People are also seeing a connection between illness and the food they choose to consume.

For $150, volunteers will build a 4 foot by 8 foot raised garden bed with untreated lumber and high-quality organic soil in a resident's backyard, Mead said.

Last year, VGI looked to build 100 beds, but this year it looks to triple that and install 300.

To reach that goal, the previously one-day event is being expanded to a weeklong campaign running Saturday through May 26, to see how many gardens they can raise in Milwaukee.

For those who can’t afford the $150, VGI Program Manager Jazz Glastra said Victory Garden will work with them.

“We don’t want to turn people away,” Glastra said.

Tuesday is the deadline to register for a garden bed. Visit VGI's website to sign-up.

Mead said while VGI’s niche is residential gardens, this year they are really expanding to several local churches, non-profits, food pantries and other organizations that took an interest in seeding community gardens.

“What we are seeing is a trend that social services, agencies or other non-profits that serve people are broadening their scope of service to ensure the people they work with have access to high-quality food,” Mead said.

Glastra added she spoke with a man in a Washington Park neighborhood who wants to plant 16 garden beds near a church across the street from his house, not only as a source of food, but an activity for bored youth.

“It’s a source of a creative activity for young people in his neighborhood that don’t have anything to do,” she said.

VGI grew its legs in Shorewood about four years ago when Mead launched the blitz and some residents started by seeding gardens in their front yards and in the parkway, the green space behind the sidewalk and street.
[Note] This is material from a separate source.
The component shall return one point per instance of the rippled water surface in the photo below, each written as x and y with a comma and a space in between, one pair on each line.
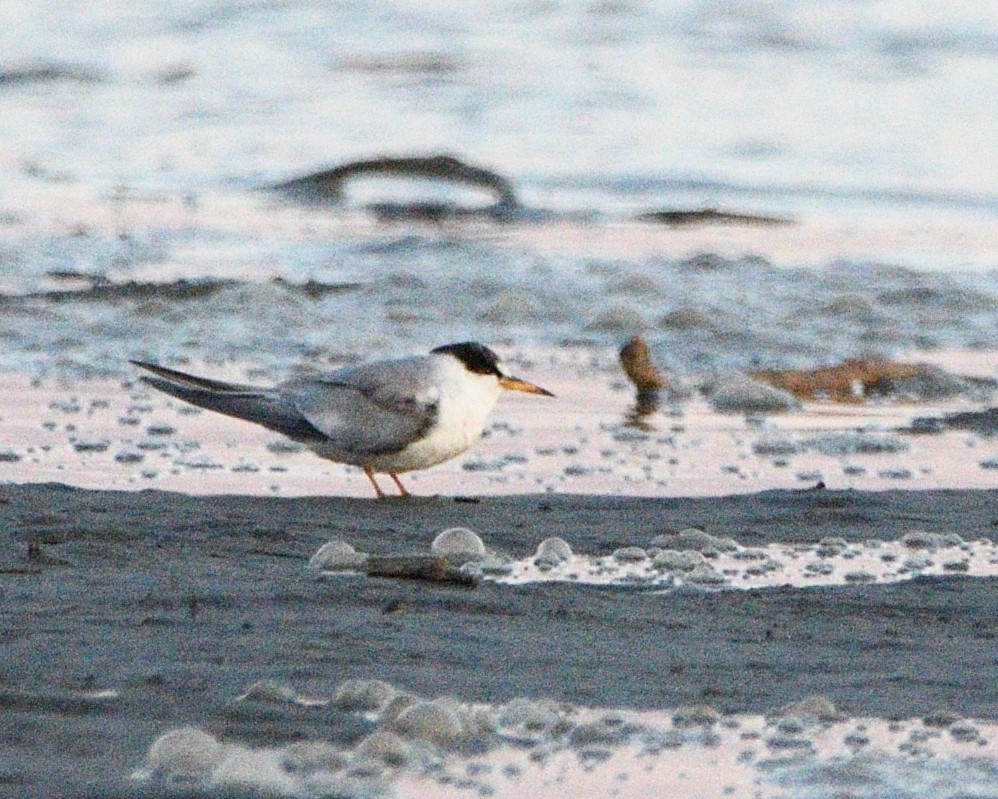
138, 140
Mead said she used to live in a rural area where she was always gardening, so once she moved to Shorewood it didn't fit. But, she decided her front yard was the best place to start her food garden.

"I always say growing food in your front yard is the new front porch. It's a way that you can connect to your neighbors," she said.

"For the blitz, others started growing food in their front yard and at that time the Village of Shorewood didn't know how to respond," Mead added. "That sort of increased the tension about growing food in front yards."

And, in no time it became national news, Mead said.

"It was interesting that this was a story that people across the country wanted to hear," she said. "It was a big deal that it was such an issue that happened in little Shorewood about this garden bed. It empowered the Victory Garden Initiative to be a voice of a different way of looking at the future; a different way of looking a community building; a different way of looking at our food system."

The village started to discuss implementation of an ordinance to prohibiting front-yard gardening. Several people formed a committee to respond to the potential new ordinance, but what ended up happening was the ordinance wasn't altered meaning front yard gardens were still allowed, excluding the parkway.

In the past, victory gardens have been a community effort in times of war. While the spirit of unity and self-sufficiency hasn’t changed, VGI has refocused to create its own war; a war on apathy and a vulnerable corporate food system, which relies on oil and other natural resources.

Mead added people might be joining the food movement out of fear, with the economy in shambles and many struggling to provide.

"I kind of believe that’s the reason why the victory garden imagery is so powerful,” Glastra added. “In WWII, there was this sort of what if; what if the economy crashes."

VGI has recently also started a program where they match experienced gardeners with not-so experienced gardeners.